А через неделю… Остолбенел перед морской панорамой в конце улицы с домами крытыми черепицей, увитыми виноградом. Было солнечно и прохладно, кафе на берегу пустовали, музыку бриз разносил для немногих — все это было очень, очень по нутру. Денег хватало и на пиво и на фрукты и на обеды с водкой, и на ежевечерние бутылочки местного портвейна (при прогулках по набережной). Несмотря на то что вода была холодна — много купался. Над заливом летал моторный дельтаплан. В последний «коктебельский» день он узнал, что за плату возможно полетать (позади юнца-пилота). Он долго шел к дельтаплану через пустырь, мимо останков палаточных лагерей, от которых все еще разило мочой. Солнце падало за горы, и вода залива у берегов была словно экстракт синьки, тени гор лежали на воде, а дальше, к горизонту, море голубело, светлело…
Они описывали круг за кругом над морем — вблизи поселка. Он крикнул прямо в ухо пилоту:
— Давай дальше, выше!.. Плач у!.. Ха-ха-ха!..
Мотор трещал, высота нарастала, эфир холодел… Мир раскрывался как цветок. Внизу, в изумрудной темноте моря, обозначивались подводные холмы и долины. Он засмеялся еще радостней:
— А если мы навернемся!..
— Херня!.. Не должны!..
Воздух южной осени сек лицо и срывал парусинную куртку. «Какая уникальная грусть…» Пилот вытянул руку в сторону, невесть откуда вынув горсть белых шариков, и высыпал их, одновременно делая поворот в сторону поселка. Шарики канули, скрылись из виду и… в сотне метров над морем — в мгновенной очередности — вспыхнули, создав неровное бенгальское полукружье.
— Петарды!.. Сам придумал!.. От тренья взрываются!..
— Какого тренья!?..
— Об воздух!..
Какой-то образ близился к памяти, почти омрачая радость полета, и… он вспомнил раненого, одержимого экстазом возмездия, ненавидящим взором ищущего цель в синих высях… «Я хотел бы быть им, как вчера мне мечталось быть этим пилотом».
— Всё!.. Назад!.. Бензина нет!..
— Не хватит!?.
— Херня!.. Спасемся!..
Мир был аттракционом, разом унявшим смутную память страданий.
… Потом, еще не совсем земной, он не спеша шел по каменьям берега, прихлебывая «массандру» (бутылочки торчали изо всех парусинных карманов) и думал о том, как бы смогло выдержать сердце экстаз вознесения, если б он этим сердцем кого-то любил…

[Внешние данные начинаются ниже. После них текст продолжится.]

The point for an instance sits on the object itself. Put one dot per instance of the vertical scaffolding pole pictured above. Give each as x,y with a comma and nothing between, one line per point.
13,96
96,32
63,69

…Может быть, кроме строителей, там, на крыше, я один и вижу огни эти. В этот тусклый день. Да уж, наверное, вечер… Неужто я один смотрю сейчас на этот билдинг, обрамленный спокойным океаном, где застыли танкеры?.. Бетонный белый билдинг с черными стеклами, с которого сыплются синие искры, а небо там бессолнечно-чистое, только справа, над океанским покоем — стороною идущая черно-лиловая туча. И искры сыплются, сыплются, и все это напоминает осаду, штурм, но без разрывов, без грохота выстрелов, и еще это напоминает… твое лицо, а когда луч солнца, тонкий, словно луч циркового прожектора, падает с небес и высвечивает на миг танкер и вода вдруг золотая — это настолькоты… Откуда здесь столько тебя? Откуда это предчувствие: вспомню, как глядя на океан и на билдинг в трассирах сварки, сознавал, что еще что-то увидя (глубоководный мир, вертолетную атаку, пейзажи Сатурна, руины Вавилона, — неважно), я вспомню, как смотрел на билдинг и предчувствовал, что в новых пиршествах моего сердца и зренья будет и небоскреб, и танкер, и луч, и ты…
50
Проходя мимо свалки, увидел полуувядший куст Иван-чая, росший прямо из порушенной стены. Дома налил воды в шампанскую бутылку и поставил цветы на подоконник. Магнитофон давно сломался, и слушать океанический и какой-то отдаленно реактивный гул гигантского города, обедая в одиночку, без музыки, глядя на мелкие желтые соцветья на фоне стены — было не так одиноко. Вспоминал ночной дождь, и то, как где-то внизу, в колодце двора, заплакал ребенок, когда дождь стих и только редкие капли гулко били о жесть карнизов. И где-то в чистом воздухе ночи стрекотал вертолет. Один круг он сделал совсем низко и стекла задребезжали.Покончил с вареными яйцами, капустным ломтем, выкурил сигарету, бездумно озирая акварели отца — и вышел пройтись. Был прохладный, с переменной облачностью день, когда чувствуется — осень скоро. Скоро конец прогулкам в шортах и тимохиной майке, и женщины скоро не будут такими волнующими. Шел по Тверской за брюнеткой с точеным профилем (она посмотрела в зеркальную витрину — кто увязался за ней), в белом платье. Через легкую ткань просвечивали узкие плавки, великолепно загорелое тело. (Этой весной взял да поссорился с подругой — такой же вот порывистой, грациозной, стремительной — оттого только, чтоб не провожать ее на окраину. Хватило двух ночных потасовок — раз на выходе из ее подъезда, другой — на платформе.)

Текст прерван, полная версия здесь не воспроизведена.